By April Manning
Ezra Brooks has changed hands many times in its history with it first being produced in the 1950s by the Medley Distillery, which was first established in Owensboro, Kentucky in 1901 and is now Terressentia’s O.Z. Tyler Distillery. After being bought and sold several times it landed in the hands of the David Sherman Corporation (DSC) of St. Louis, Missouri in 1993. DSC later became Luxco, Inc.
Ezra Brooks is an authentic 90 proof sour mash, meaning it uses the prior batches yeast to ferment the new batch in a never ending procession. The spirit produced is then aged in new charred white oak barrels. It is charcoal-filtered to try for a mellower flavor, what Jack Daniel’s refers to as “charcoal mellowing.” The difference is that Jack Daniel’s filters through sugar maple charcoal before aging, a procedure known as the Lincoln County Process that serves as the legal basis for Tennessee Whiskey. Ezra Brooks is filtered through minimal amounts of charcoal (not necessarily sugar maple charcoal at that) after aging.
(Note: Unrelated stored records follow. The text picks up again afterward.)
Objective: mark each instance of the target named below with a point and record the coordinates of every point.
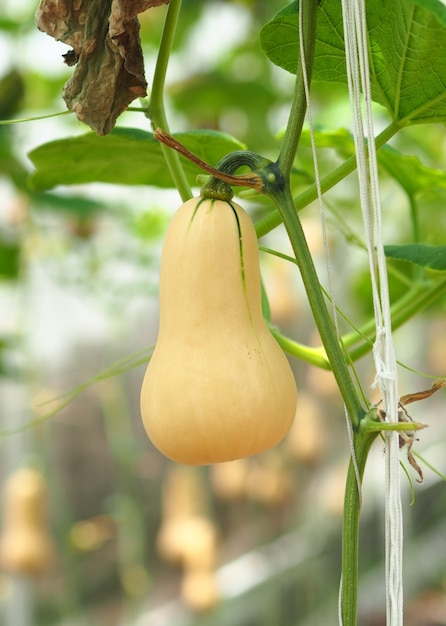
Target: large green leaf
(407, 45)
(126, 156)
(406, 169)
(432, 257)
(411, 173)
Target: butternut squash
(218, 386)
(26, 546)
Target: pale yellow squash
(218, 386)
Ezra Brooks has a deceptively pleasing color of a pale amber tint and a fairly mild nose. This is where the pleasantness ends and the distastefulness begins. The taste is more astringent than sweet with a hint of the sour mash coming out hard at the end. The charcoal, which did not mellow out this bourbon, hits first with an instant burn that finishes lightly on the tongue but continues to be caustic the whole way down to the belly and stays that way through the next day.
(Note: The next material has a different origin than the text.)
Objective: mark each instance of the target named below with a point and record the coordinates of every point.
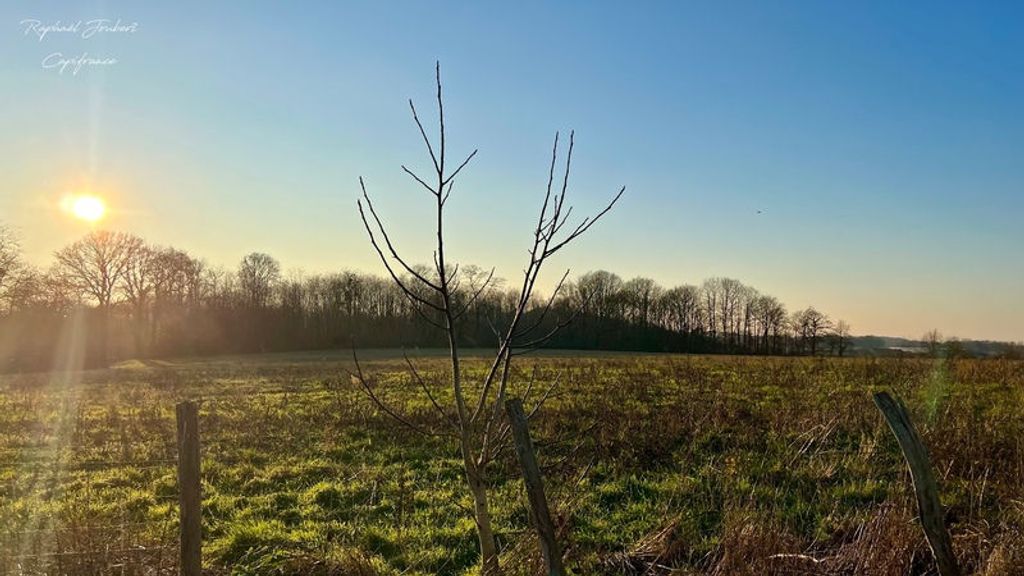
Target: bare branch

Since there is no age statement to be found on the bottle I can only assume they put it in the barrel, shook it up and poured it right back out.
It was found that if one allows it to just sit on the front tip of the tongue (i.e. if you don’t actually drink it) you can discover the sweet citrus undertones lying there. However, during normal tasting actions (i.e. actually drinking it) these flavors are held back by the dominant sour burn.
Contrary to the label this is not a whiskey to be savored – this is one to get through quickly and never look back. The label also claims it is for those with a rugged spirit…I say it’s more for those with a rugged palate.
Ezra Brooks may not be the bottom of the barrel, so to speak, but it is keeping a spot warm for whoever is!
$15-18. Remember, you get what you pay for!